Joko tersenyum lebar, merasa mendapat pencerahan baru. Namun tiba-tiba wajahnya kembali serius, “Tapi Mbah, bagaimana dengan meditasi dan olah batin? Saya dengar samurai Jepang juga berlatih Zen untuk memperkuat mental mereka.”

“Ah, kamu menyinggung hal yang penting, Joko,” Mbah Suryo mengangguk. “Di Jawa, kita punya tradisi kebatinan yang tidak kalah dalamnya dengan Zen di Jepang. Kamu tahu istilah ‘mati sajroning urip’?”
Joko menggeleng.

“Artinya ‘mati dalam hidup’. Ini bukan berarti kita mati secara fisik, tapi mematikan ego kita. Dengan meditasi dan olah batin, kita belajar untuk tidak terlalu terikat pada hal-hal duniawi. Kita belajar untuk tenang menghadapi apapun, bahkan kematian sekalipun.”

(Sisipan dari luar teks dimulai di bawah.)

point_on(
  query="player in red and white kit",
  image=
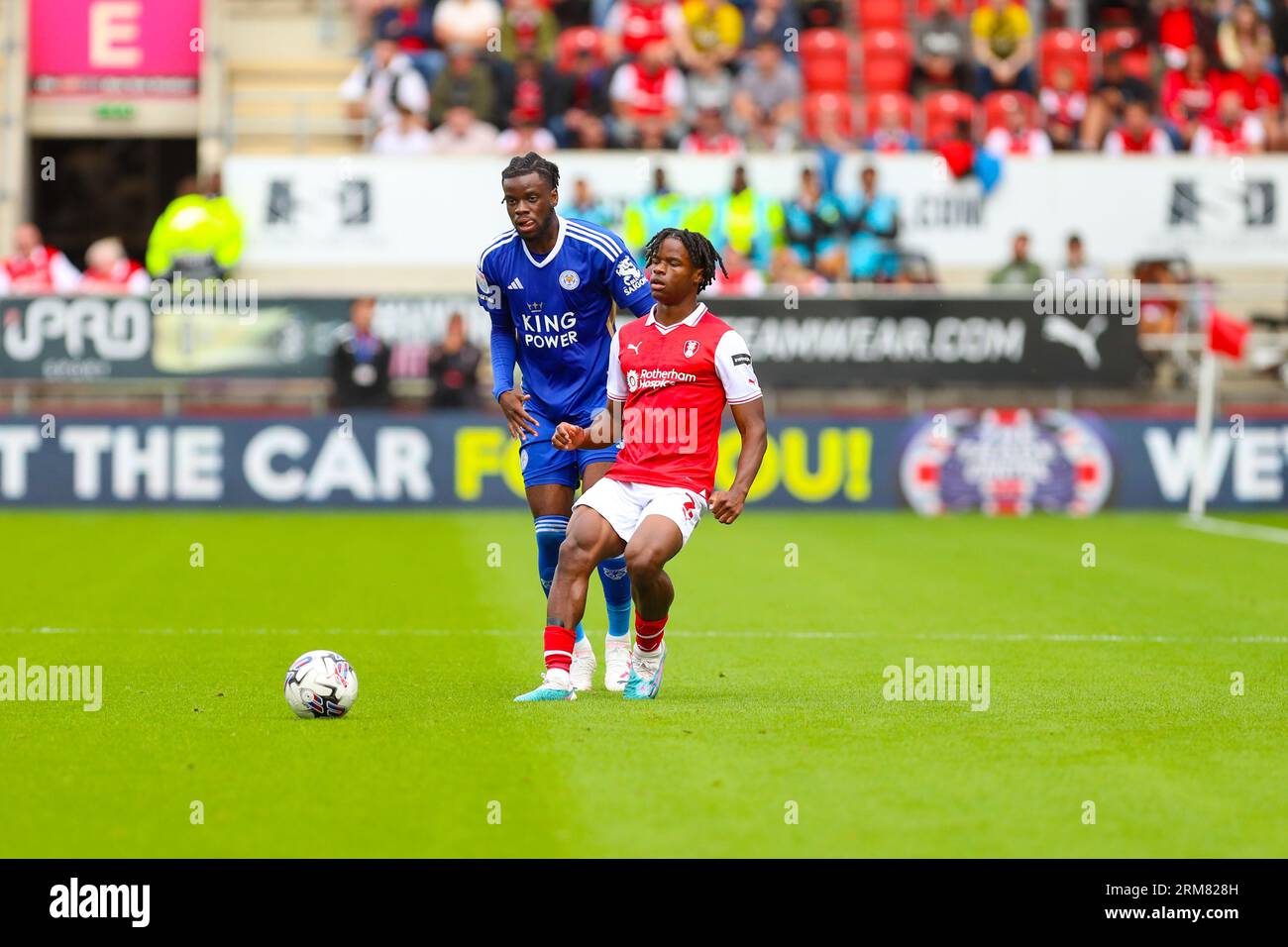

“Apa itu tidak bertentangan dengan semangat berjuang, Mbah? Maksud saya, kalau kita tidak terikat pada apapun, apa kita masih punya motivasi untuk berjuang?”

***

Mbah Suryo tersenyum, terkesan dengan pertanyaan muridnya. “Pertanyaan bagus, Joko. Justru sebaliknya. Ketika kita tidak terikat pada hasil, kita bisa berjuang dengan lebih tulus. Kita berjuang bukan karena ingin dipuji atau takut dihukum, tapi karena memang itu yang benar untuk dilakukan.”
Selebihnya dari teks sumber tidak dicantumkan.